Housing Market Correction Unlikely to Faze Smart Money Investors
The world may be ready for another residential real estate correction. While that may negatively impact some over-leveraged speculators, the true “smart money” investors have already been moving on to other types of real estate investment.
Per Zillow’s home value index, property prices will follow a downward trend in 2017 and into 2018. Many Canadian investors suspect that Toronto may see similar trends, as local property prices are up almost $300,000 over the last year to a new average price of almost $1M.
While many have become immune to the years of talking about a housing crash in the GTA, Bill Morneau, the federal Finance Minister has once again stoked a media frenzy with talks of additional moves to clamp down on speculators. This could come in the form of new taxes on non-residents and on vacant condos, as well as further tightening of mortgage lending rules. There has also been talk of new rent controls and affordable building to try to maintain some housing for regular workers. Similar scenarios seem to be playing out in many other major cities as well.
Still, the World Property Journal reports that there is almost $2T in global investment capital ready for deployment this year, much of which will come to North America. The Mortgage Bankers Association has also announced a forecast for the US real estate finance market which could see new record lending highs set in 2017 and 2018.
Two important factors to remember to stay objective in the days ahead are that many GTA investors will only experience paper losses. While other types of real estate remain separate asset classes which operate on separate sets of fundamentals. For example; if an investor paid $750,000 cash for a Toronto condo two years ago, it is now up to $1M, but drops to $500,000 in value, before eventually returning to its purchase price in 15 years, there is no tangible loss unless the unit is sold during the down period.

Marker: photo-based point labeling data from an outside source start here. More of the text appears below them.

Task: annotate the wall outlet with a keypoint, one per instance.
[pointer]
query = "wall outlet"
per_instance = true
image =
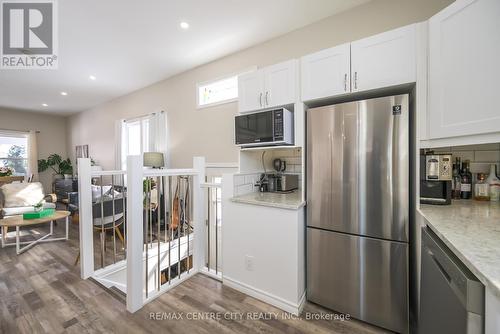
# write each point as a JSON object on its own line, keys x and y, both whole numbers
{"x": 249, "y": 262}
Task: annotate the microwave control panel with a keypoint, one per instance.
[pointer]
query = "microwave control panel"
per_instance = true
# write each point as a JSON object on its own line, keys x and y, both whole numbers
{"x": 278, "y": 124}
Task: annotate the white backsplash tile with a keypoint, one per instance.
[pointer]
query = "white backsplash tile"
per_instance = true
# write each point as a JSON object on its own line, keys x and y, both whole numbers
{"x": 464, "y": 155}
{"x": 486, "y": 156}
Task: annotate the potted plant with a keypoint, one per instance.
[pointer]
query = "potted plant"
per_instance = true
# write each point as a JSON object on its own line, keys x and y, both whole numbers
{"x": 6, "y": 171}
{"x": 61, "y": 168}
{"x": 38, "y": 206}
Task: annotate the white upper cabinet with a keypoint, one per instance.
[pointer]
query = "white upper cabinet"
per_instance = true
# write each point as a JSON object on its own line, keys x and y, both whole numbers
{"x": 280, "y": 83}
{"x": 269, "y": 87}
{"x": 384, "y": 60}
{"x": 251, "y": 91}
{"x": 464, "y": 69}
{"x": 326, "y": 73}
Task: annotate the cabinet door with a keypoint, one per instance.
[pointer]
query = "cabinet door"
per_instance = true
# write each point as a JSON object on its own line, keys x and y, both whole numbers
{"x": 280, "y": 83}
{"x": 384, "y": 60}
{"x": 464, "y": 69}
{"x": 326, "y": 73}
{"x": 251, "y": 91}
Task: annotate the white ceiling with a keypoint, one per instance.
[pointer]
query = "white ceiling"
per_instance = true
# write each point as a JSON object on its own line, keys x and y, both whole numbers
{"x": 129, "y": 44}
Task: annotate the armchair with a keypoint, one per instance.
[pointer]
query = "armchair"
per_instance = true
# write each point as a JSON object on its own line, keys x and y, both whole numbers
{"x": 19, "y": 198}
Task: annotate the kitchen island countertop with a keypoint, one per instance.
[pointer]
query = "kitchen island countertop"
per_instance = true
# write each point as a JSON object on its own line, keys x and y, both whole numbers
{"x": 291, "y": 201}
{"x": 471, "y": 229}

Of course, many smart money investors are now already investing in income producing commercial property, in secondary markets. Around half of the commercial mortgage loans to be financed in the US this year are multifamily loans. Retail is another attractive sector catching the attention of single family offices, accredited investors, and partnerships.
In conclusion, we will likely eventually see a dip in prices and performance of condos and homes in some overpriced cities. That may happen naturally through market demands or by the design of legislators. Smart investors that are not simply speculating with borrowed money should find that they remain unscathed and can realize consistent yields and stable asset values in savvier investments.